Mesures à long terme pour améliorer la préparation aux situations d’urgence dans les procédures de passation des marchés publics
La crise du COVID-19 met déjà en lumière les insuffisances des plans de passation de marchés publics en urgence et le fait que certains pays n’ont pas la capacité de réagir rapidement. Les pouvoirs publics ont dû préparer dans la précipitation la législation et les politiques pertinentes pour pouvoir être sûrs d’obtenir les biens dont ils avaient besoin. De même, l’absence de stocks disponibles révèle un relatif état d’impréparation. Les problématiques sont pluridimensionnelles et ont trait notamment à l’intégrité et la transparence. Pour traiter les problèmes d’intégrité sur le long terme, une fois l’urgence immédiate passée, les autorités peuvent réfléchir aux aspects suivants :
réexamen du droit existant applicable à la commande publique en urgence pour s’assurer qu’il sera adapté aux futures urgences sanitaires mondiales et éviter ainsi de devoir créer une nouvelle législation dans des délais serrés ;
utilisation ou développement des plateformes de passation de marchés publics en ligne pour enregistrer les informations sur les transactions liées à l’achat de biens de première nécessité.

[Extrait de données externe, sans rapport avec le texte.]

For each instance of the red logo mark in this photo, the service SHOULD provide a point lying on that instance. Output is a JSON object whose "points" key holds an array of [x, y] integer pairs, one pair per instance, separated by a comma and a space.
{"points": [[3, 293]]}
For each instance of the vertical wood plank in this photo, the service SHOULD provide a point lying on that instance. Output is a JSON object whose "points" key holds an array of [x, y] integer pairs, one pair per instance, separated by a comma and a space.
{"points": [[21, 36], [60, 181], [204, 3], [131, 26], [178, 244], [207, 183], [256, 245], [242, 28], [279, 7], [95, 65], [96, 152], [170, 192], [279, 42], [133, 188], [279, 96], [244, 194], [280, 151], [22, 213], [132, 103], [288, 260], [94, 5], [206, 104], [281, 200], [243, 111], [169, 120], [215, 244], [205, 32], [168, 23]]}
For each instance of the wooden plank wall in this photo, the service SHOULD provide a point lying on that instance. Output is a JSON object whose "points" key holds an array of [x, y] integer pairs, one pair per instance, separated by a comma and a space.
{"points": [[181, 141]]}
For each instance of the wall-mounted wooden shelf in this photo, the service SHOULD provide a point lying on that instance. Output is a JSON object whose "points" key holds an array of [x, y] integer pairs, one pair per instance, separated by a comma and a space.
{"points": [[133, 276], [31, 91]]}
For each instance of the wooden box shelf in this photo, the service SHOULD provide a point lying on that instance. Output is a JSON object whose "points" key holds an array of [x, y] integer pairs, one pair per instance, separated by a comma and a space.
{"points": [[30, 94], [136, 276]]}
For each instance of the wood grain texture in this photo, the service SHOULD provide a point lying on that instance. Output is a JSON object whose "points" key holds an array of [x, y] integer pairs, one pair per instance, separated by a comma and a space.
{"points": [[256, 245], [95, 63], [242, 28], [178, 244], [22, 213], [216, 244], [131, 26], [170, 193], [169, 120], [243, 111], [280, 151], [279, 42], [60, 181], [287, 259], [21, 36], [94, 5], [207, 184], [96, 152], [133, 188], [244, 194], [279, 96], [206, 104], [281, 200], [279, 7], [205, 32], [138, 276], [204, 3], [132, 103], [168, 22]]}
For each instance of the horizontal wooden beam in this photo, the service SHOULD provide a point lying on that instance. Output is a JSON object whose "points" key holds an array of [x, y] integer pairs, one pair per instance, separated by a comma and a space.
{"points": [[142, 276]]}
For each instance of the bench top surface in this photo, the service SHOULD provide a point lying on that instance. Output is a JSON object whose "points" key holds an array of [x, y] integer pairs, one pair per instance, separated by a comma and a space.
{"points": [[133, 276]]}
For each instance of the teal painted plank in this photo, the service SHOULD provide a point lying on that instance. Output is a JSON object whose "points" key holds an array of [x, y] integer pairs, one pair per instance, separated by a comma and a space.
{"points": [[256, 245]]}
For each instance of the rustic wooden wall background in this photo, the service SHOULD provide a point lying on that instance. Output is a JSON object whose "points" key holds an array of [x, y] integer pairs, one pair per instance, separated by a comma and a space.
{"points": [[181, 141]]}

Une base de données pourrait être créée pour analyser les modèles d’offres et identifier les signaux d’alerte potentiels annonciateurs de risques pour l’intégrité ;
autorisation d’accès à distance accordée aux contrôleurs et organes de surveillance pour toutes les archives des appels d’offres, afin que les vérifications puissent se poursuivre malgré les restrictions applicables aux inspections matérielles et aux contrôles sur pièces ;
mise en place d’un encadrement approprié avec des agents publics formés, disposant des compétences voulues pour engager une procédure d’urgence ;
préparation de mécanismes pour parer à de futures interruptions de la chaîne d’approvisionnement en biens et services essentiels, interruptions que la crise est en train de révéler, par exemple pour les équipements de protection individuelle. Ce type de pénurie accentue en effet le risque de corruption. L’Union européenne a d’ailleurs d’ores et déjà décidé de constituer des stocks d’équipements médicaux d’urgence (Commission européenne, 2020[19]) ;
création d’outils numériques facilement accessibles permettant au public de suivre l’ensembles des achats urgents effectués en conformité avec les mesures de passation de marchés en urgence (Salazar, 2020[20]).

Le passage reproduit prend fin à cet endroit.